It depends on the type of drugs and to what extent they affect their ability to keep agreements. The key question is whether you believe the other person can realistically follow through on what you agree.
8. How do you ensure confidentiality in mediation and prevent sensitive information from being used against me?
By law, I’m bound by confidentiality. That means I cannot disclose or testify about what was (or wasn’t) said during mediation. Additionally, a mutual confidentiality agreement between the parties can be signed at the beginning of the process.
9. How do you ensure mediation is balanced and one side isn’t disadvantaged?
Impartiality is required both by law and the Mediators’ Association’s Code of Ethics.
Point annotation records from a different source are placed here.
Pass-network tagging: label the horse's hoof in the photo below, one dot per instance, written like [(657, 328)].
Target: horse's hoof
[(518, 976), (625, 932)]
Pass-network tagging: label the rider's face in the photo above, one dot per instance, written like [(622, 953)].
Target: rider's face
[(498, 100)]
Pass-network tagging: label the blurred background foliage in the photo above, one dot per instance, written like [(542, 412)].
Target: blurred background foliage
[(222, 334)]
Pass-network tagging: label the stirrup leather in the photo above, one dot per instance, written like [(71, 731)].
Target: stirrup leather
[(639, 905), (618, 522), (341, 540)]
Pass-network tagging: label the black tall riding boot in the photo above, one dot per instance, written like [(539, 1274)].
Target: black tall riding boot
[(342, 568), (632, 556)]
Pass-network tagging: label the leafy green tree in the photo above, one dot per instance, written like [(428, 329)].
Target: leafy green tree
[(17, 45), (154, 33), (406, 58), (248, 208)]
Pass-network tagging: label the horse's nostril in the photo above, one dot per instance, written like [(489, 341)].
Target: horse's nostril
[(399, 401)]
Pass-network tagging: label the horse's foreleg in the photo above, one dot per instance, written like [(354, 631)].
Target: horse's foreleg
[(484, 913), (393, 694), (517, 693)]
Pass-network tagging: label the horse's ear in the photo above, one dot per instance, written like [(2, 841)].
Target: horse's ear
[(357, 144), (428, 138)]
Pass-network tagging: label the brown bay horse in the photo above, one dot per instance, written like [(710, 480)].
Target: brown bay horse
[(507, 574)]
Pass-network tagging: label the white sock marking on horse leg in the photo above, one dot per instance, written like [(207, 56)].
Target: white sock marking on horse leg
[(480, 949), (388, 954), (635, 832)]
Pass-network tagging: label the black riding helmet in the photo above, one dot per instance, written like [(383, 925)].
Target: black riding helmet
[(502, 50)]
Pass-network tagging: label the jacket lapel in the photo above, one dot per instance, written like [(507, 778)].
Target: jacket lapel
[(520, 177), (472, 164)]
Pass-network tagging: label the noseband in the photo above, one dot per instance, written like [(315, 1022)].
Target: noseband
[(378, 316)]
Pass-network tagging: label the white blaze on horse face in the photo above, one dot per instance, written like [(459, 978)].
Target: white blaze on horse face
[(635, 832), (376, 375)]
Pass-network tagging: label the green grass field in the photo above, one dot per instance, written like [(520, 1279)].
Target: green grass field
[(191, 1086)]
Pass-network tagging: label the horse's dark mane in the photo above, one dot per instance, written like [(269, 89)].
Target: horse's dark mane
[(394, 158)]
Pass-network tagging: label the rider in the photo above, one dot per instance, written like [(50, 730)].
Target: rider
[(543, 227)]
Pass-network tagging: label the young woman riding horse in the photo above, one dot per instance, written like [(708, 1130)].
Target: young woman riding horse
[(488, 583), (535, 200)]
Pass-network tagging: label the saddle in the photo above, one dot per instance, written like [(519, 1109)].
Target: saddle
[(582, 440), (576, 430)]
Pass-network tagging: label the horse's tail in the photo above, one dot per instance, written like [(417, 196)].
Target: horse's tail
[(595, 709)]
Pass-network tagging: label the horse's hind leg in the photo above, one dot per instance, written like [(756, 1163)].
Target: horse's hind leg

For greater comfort, I also offer co-mediation with a male or female colleague.
10. How can we make sure our mediation agreement is binding and enforceable?
A mediation agreement is binding in the same way as any other written agreement — including in terms of enforceability. However, if you want to add extra legal safeguards and complete the necessary legal steps based on your agreement, I would recommend a joint consultation with a lawyer (e.g. my colleague), who will work towards implementing your agreement.
In matters involving childcare, you can ask the Authority for Social and Legal Protection of Children (OSPOD) to include your agreement in your case file (if you already have one, or will get one)
11. Can our children be involved in mediation — for example, to share their views about custody after our separation/divorce?
Yes, but… First we all need to agree on the purpose and form of your child’s involvement in the mediation, and on how their wishes will be taken into account afterwards. I’ll explain in advance what children typically experience during their parents’ separation and what their needs are.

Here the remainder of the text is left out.